Bias as a barrier to development
The extended-stay segment faces some inherent perception challenges among the communities they operate in, which the panel said is often difficult to overcome.

“Let’s be honest, there’s some headline risk in this asset class,” Weber said.

Alderman said he’s worked with local governments to address some of their concerns that extended-stay hotels attract low-income occupants that are predisposed to criminal activity.
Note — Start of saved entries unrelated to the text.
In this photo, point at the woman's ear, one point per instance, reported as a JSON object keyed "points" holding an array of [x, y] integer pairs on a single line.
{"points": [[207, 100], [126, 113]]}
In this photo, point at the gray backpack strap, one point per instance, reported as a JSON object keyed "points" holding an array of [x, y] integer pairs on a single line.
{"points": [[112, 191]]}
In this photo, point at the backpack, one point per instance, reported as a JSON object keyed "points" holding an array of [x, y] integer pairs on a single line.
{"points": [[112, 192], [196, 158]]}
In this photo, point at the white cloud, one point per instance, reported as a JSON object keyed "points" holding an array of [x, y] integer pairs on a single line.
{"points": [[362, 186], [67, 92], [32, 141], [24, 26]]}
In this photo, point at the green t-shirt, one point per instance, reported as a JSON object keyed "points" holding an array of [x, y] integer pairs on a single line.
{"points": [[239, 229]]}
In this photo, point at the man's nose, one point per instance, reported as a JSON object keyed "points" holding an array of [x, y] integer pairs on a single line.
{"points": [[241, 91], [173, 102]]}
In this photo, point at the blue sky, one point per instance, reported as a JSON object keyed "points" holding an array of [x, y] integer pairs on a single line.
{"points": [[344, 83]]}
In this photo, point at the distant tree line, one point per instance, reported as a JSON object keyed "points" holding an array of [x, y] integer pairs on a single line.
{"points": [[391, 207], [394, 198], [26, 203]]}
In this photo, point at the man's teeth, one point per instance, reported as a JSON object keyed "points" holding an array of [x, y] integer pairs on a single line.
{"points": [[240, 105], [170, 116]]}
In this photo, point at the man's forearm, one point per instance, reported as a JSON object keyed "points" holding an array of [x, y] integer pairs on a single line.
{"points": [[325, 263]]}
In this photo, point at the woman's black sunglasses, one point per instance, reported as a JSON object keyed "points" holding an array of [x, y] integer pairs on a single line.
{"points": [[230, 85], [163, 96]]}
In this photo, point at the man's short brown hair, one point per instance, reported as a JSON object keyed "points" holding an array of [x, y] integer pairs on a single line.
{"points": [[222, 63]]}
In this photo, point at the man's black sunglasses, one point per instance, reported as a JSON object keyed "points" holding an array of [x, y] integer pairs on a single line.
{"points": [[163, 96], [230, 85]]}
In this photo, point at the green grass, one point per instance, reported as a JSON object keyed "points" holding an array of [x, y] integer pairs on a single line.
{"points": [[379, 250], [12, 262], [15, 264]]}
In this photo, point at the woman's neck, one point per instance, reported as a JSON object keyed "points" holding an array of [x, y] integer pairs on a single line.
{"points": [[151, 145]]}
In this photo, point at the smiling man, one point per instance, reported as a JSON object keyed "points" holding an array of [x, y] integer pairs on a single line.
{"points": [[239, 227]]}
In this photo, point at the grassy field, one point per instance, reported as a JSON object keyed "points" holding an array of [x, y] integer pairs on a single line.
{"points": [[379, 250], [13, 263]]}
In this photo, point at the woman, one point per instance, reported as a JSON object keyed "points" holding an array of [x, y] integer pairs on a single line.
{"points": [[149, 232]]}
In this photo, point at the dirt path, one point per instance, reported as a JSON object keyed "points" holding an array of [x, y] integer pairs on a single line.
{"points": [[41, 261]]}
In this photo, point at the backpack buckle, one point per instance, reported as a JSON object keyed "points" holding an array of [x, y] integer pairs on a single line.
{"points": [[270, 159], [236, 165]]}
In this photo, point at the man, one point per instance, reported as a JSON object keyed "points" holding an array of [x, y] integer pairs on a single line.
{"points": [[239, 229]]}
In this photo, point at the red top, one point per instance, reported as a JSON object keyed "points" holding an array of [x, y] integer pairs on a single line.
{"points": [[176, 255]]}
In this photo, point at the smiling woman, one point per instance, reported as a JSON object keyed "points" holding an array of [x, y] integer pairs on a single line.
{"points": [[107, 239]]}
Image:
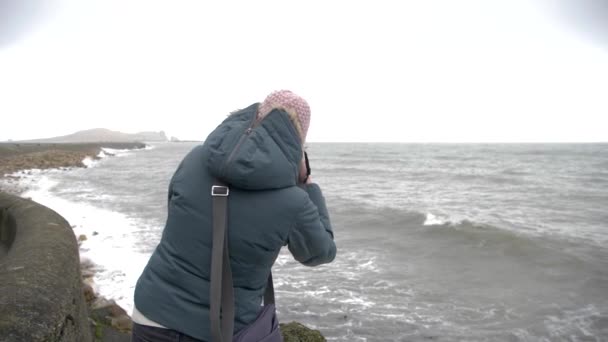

“The not-in-my-backyard (mentality), it’s not absolutely focused in on extended stay, but it’s where they’d like to focus it,” he said. “So you try to change it up a little. They say, ‘You’ve got nothing but this and this type of clientele in here.’ But you know what I also have? I also have 16% of my (hotel) right now that’s filled with traveling nurses that are working in your hospital. Another 30% has been full for the last year with the insurance adjusters that are getting your community back on its feet after a hurricane just wiped the whole thing out, so look at the type of clientele that we have staying here.

“You have to build on that and say we’re for a people that are making their lives better. We as a segment, you’re traveling to a place to do work, to add to the tax base of that community in a new way. If they’re dead set against you, there’s almost nothing you can do. We’ve been successful in partnering with law enforcement and stuff like that, because extended-stay at a certain price point, everyone is going to have to deal with the occasional bad actor.”

Overall, the panel agreed that both the challenges and the strengths of the extended-stay segment are reliant on market factors.

“It’s not a national game, it’s a street-corner game,” Rutherford said.

Burgett noted that extended-stay hotels have even benefited as weather emergencies have hit some markets hard.

“Houston is one market where we had the hurricanes, and in our space we’re going to have high occupancy when (guests) are displaced for their homes or they’re construction workers,” Burgett said. “Those are always going to happen; they’re going to come back and there’s going to be more hurricanes, we know that for sure. Those are things, not that we like the misery index there, but we do well in some of those types of events, and we don’t see any weakening or any headwinds on our RevPAR.”